By: Capriglione, Anchía H.B. No. 3713
 
 
 
A BILL TO BE ENTITLED
 
AN ACT
  relating of maintenance of rates and expansion of funds for certain
  companies.
         BE IT ENACTED BY THE LEGISLATURE OF THE STATE OF TEXAS:
         SECTION 1.  Subchapter A, Chapter 56, Utilities Code, is
  amended to read as follows:
         Sec. 56.025 MAINTENANCE OF RATES AND EXPANSION OF FUND FOR
  CERTAIN COMPANIES.  (a)  In addition to the authority provided by
  Section 56.021:
               (1)  for each local exchange company that serves fewer
  than 31,000 access lines and each cooperative, the commission may
  adopt a mechanism necessary to maintain reasonable rates for local
  exchange telephone service; and
               (2)  for each local exchange and each cooperative that
  serves 31,000 or fewer access lines and that on June 1, 2013, is not
  an electing company under Chapter 58 or 59, the commission shall
  adopt rules to expand the universal service fund in the
  circumstances prescribed by this section.
         (b)  The commission shall implement a mechanism through the
  universal service fund to replace the reasonably projected
  reduction in high cost assistance revenue caused by a commission
  order, rule, or policy.

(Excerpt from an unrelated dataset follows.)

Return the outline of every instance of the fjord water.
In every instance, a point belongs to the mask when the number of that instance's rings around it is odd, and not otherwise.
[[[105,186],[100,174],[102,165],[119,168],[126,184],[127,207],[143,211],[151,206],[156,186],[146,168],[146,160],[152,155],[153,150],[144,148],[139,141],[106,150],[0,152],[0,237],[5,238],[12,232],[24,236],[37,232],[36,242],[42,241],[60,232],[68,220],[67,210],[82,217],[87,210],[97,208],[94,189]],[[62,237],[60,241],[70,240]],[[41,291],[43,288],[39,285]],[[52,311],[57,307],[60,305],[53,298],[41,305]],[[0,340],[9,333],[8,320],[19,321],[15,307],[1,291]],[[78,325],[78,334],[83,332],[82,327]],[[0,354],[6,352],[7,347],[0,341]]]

This subsection does not apply to an order
  entered in a proceeding related to an individual company’s revenue
  requirements.
         [(c)  The commission shall implement a mechanism to replace
  the reasonably projected change in revenue caused by a Federal
  Communications Commission order, rule, or policy that changes:
               (1)  the federal universal service fund revenue of a
  local exchange company; or
               (2)  costs or revenue assigned to the intrastate
  jurisdiction.]
         (c) [(d)]  The commission shall implement a mechanism to
  replace the reasonably projected reduction in contribution caused
  by a change of commission policy regarding intraLATA “1-plus”
  dialing access. In this subsection, “contribution” means the
  average intraLATA long distance message telecommunications service
  revenue per minute, including intraLATA toll pooling and associated
  impacts, less the average message telecommunications service cost
  per minute less the average contribution from switched access
  multiplied by the projected change in intraLATA “1-plus”minutes.
         (d) [(e)]  The commission shall implement a mechanism to
  replace the reasonably projected increase in costs or decrease in
  revenue of the intrastate jurisdiction caused by another
  governmental agency’s order, rule, or policy.
         (e) [(f)]  A mechanism implemented under Subsection (c),
  (d)[, or (e)] must be through:
               (1)  an increase in rates, if the increase would not
  adversely affect universal service; or
               (2)  the universal service fund.
         (f) [(g)]  Not withstanding any other provision of this
  section, after December 31, 2013, the commission may not distribute
  support granted under this section, including any support granted
  before that date, to a local exchange company or cooperative that
  serves greater than 31,000 access lines or that is an electing
  company under Chapter 58 or 59 on June 1, 2013.
         SECTION 2.  This Act takes effect September 1, 2025.